Llevará además al acto un condimento extra: firmará con los gobernadores un compromiso político para impulsar un plan de mejoramiento del medio ambiente en todo el país.

La visita fue anunciada por Jorge Busti. El gobernador señaló que el jefe de Gabinete, Alberto Fernández, le había comunicado la novedad telefónicamente por la tarde, aunque en Gualeguaychú lo sabían desde la noche del miércoles, cuando una consulta al intendente Daniel Yrigoyen, de filiación kirchnerista, sondeó el clima para la posibilidad que se confirmaría al día siguiente.

La idea de hacer un acto por la presentación de la denuncia ante La Haya estaba circulando hacía tiempo, dijeron fuentes del Gobierno, pero sólo en las últimas horas se resolvió que el lugar sería Gualeguaychú. Inicialmente se había pensado en algo más chico, tal vez con el escenario del Salón Blanco de la Casa de Gobierno.

La expectativa oficial es que el lunes los vecinos levanten el bloqueo del puente internacional a Fray Bentos. El día del acto en el corsódromo, cuatro jornadas más tarde, la ciudad todavía estará movilizada por la marcha de este domingo, que se espera sea la demostración ambientalista más importante de la historia argentina.

En el invierno del año pasado, cuando una delegación de la asamblea se entrevistó con él por primera vez, lo invitó a visitar la ciudad. “A qué voy a ir si no tengo nada para decirles. Voy el día que tenga algo”, recordó uno de los integrantes del grupo que Kirchner les contestó. En febrero la escena se repitió sin variaciones. Por eso, el anuncio de ayer fue traducido inmediatamente como la señal de que el Gobierno concretaría la presentación judicial.

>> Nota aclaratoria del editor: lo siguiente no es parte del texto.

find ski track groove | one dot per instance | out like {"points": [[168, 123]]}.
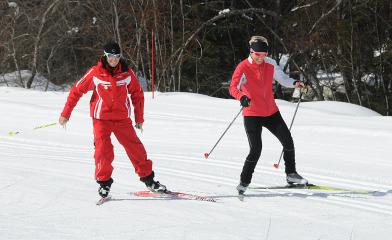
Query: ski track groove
{"points": [[372, 207]]}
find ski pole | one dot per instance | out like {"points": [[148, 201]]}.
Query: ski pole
{"points": [[206, 155], [13, 133], [276, 165]]}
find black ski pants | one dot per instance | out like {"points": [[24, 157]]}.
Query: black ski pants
{"points": [[276, 125]]}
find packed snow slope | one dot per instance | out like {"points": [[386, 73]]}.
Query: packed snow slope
{"points": [[47, 187]]}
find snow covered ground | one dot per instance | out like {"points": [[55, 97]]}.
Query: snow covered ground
{"points": [[47, 188]]}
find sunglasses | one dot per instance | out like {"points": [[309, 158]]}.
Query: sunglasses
{"points": [[111, 55], [260, 54]]}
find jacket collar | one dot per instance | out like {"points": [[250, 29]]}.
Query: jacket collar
{"points": [[253, 64]]}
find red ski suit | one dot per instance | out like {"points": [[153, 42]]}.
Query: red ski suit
{"points": [[255, 81], [110, 110]]}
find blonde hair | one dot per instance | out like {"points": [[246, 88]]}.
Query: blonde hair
{"points": [[258, 38]]}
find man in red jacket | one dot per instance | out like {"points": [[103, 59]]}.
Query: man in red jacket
{"points": [[251, 83], [112, 82]]}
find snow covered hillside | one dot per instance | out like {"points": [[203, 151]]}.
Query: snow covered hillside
{"points": [[48, 189]]}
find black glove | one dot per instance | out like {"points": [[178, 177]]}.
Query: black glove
{"points": [[245, 101]]}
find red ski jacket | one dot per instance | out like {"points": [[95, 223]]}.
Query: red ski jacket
{"points": [[110, 99], [255, 81]]}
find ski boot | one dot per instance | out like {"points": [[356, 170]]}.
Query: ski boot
{"points": [[296, 179], [104, 187], [241, 188], [153, 186]]}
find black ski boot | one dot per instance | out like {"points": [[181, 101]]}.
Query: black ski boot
{"points": [[296, 179], [104, 187], [153, 186]]}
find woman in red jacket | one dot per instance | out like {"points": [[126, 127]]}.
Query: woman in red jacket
{"points": [[252, 84], [112, 82]]}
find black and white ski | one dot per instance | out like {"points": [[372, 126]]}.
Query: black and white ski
{"points": [[310, 187], [175, 195]]}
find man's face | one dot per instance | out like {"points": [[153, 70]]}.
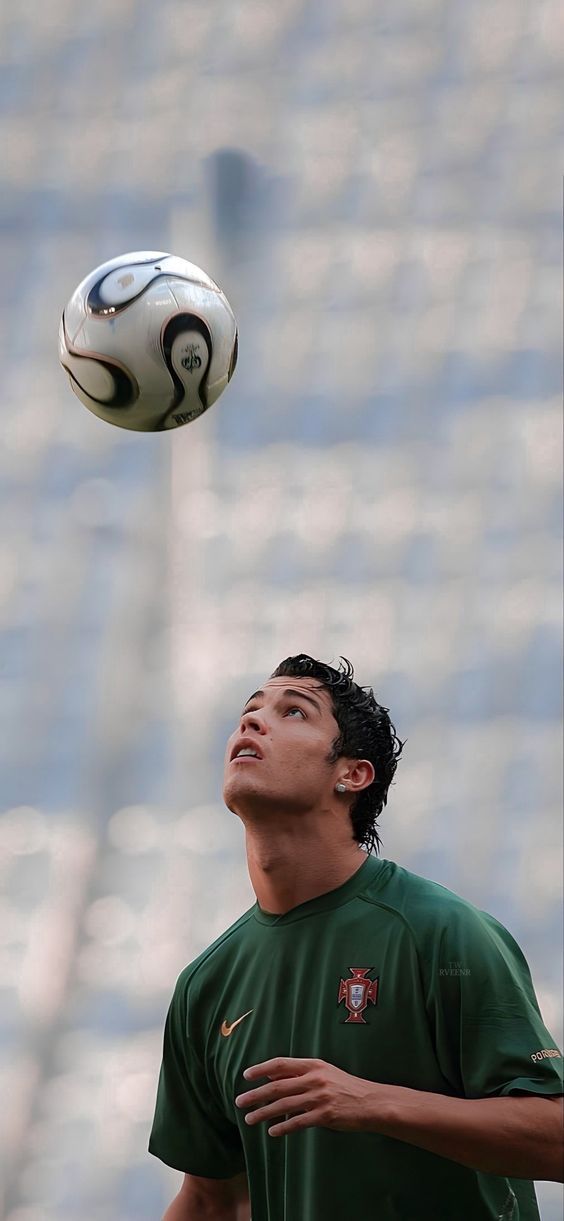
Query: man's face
{"points": [[291, 724]]}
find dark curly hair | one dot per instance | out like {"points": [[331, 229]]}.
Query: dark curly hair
{"points": [[365, 733]]}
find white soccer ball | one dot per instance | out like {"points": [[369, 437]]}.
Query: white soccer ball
{"points": [[149, 341]]}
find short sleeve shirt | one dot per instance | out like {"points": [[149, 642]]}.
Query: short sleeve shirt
{"points": [[390, 977]]}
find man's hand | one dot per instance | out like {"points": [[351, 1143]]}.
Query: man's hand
{"points": [[311, 1093]]}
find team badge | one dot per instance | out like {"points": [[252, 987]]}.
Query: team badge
{"points": [[357, 992]]}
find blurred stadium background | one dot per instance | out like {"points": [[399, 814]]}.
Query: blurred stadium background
{"points": [[374, 186]]}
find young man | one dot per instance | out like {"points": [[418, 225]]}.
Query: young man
{"points": [[398, 1064]]}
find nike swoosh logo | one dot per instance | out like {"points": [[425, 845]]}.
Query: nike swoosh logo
{"points": [[226, 1028]]}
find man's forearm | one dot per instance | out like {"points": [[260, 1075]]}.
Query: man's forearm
{"points": [[515, 1137], [186, 1210]]}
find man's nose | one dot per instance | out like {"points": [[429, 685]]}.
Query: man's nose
{"points": [[254, 721]]}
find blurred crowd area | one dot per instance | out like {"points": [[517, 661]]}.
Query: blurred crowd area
{"points": [[376, 189]]}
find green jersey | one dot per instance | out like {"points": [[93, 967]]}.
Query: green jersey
{"points": [[390, 977]]}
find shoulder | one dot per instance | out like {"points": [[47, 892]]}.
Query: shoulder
{"points": [[210, 959], [433, 912]]}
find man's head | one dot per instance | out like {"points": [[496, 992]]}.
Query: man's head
{"points": [[330, 730]]}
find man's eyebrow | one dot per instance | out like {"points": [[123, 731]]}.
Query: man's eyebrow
{"points": [[293, 691]]}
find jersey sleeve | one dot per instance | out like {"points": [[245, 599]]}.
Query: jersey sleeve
{"points": [[189, 1130], [486, 1023]]}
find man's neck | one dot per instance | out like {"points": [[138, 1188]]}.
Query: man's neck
{"points": [[286, 876]]}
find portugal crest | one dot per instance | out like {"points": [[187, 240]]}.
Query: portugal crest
{"points": [[357, 992]]}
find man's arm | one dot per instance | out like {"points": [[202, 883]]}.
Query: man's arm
{"points": [[210, 1199], [519, 1137]]}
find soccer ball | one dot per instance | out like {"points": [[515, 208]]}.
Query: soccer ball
{"points": [[149, 341]]}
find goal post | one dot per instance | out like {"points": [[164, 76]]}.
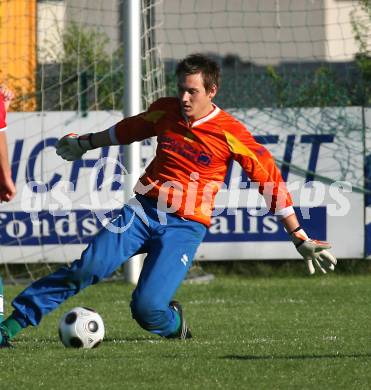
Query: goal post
{"points": [[131, 38]]}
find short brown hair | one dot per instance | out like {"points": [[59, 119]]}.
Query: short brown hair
{"points": [[199, 63]]}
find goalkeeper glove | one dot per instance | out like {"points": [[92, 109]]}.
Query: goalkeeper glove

“Gualeguaychú es un pueblo difícil, no regala nada, pero en esta cuestión, después de que estuvimos esperando tanto tiempo para ir a La Haya, nos parece que la ciudad va a sumar su apoyo a la visita del Presidente”, evaluaba anoche un funcionario local.

Kirchner llevará en su comitiva al vice Daniel Scioli y quiere que estén además los titulares de las veinticuatro provincias. “La intención es que el acuerdo que se firme establezca el cuidado del medio ambiente como una política de Estado”, señalaron en la Jefatura de Gabinete. “El Presidente cree que en la Argentina debe cambiar, no puede ir a La Haya sin impulsar a la vez cambios internos, si no estaríamos abonando los argumentos del Uruguay cuando nos dice ‘primero miren hacia adentro’.”

Habrá que ver cuántos gobernadores asisten a la convocatoria. El de Corrientes, Arturo Colombi, no deja pasar una semana sin declarar que le gustaría tener las inversiones de las papeleras en su región, y el misionero Carlos Rovira no le ha ido en zaga.

La demanda en La Haya no se presentará exactamente el 5 de mayo, ya que es feriado en Holanda: se recuerda el día la liberación de la ocupación nazi. Pero será seguramente el jueves 4, o el lunes 8. El equipo legal de la Cancillería tiene instrucciones de terminar cuanto antes el escrito que denunciará al Uruguay por haber impulsado la instalación de las papeleras de manera unilateral, violando el Tratado del río Uruguay que lo obliga a tomar una decisión consensuada con la Argentina (ver aparte).Junto con este reclamo, la Argentina pedirá al Tribunal Internacional que disponga una medida de amparo y ordene suspender las obras de construcción de las plantas de celulosa hasta que se realice un estudio de impacto ambiental.

La presentación, reconocen en el Gobierno, no tiene el resultado asegurado. Por el contrario, es un caso considerado “difícil”. Y además, de resolución en el largo plazo: habrá que esperar más de tres años o cuatro para tener un fallo sobre la cuestión de fondo. El amparo que eventualmente congele las obras de construcción, en cambio, deberá tener obligatoriamente una respuesta rápida, posiblemente antes de fin de año.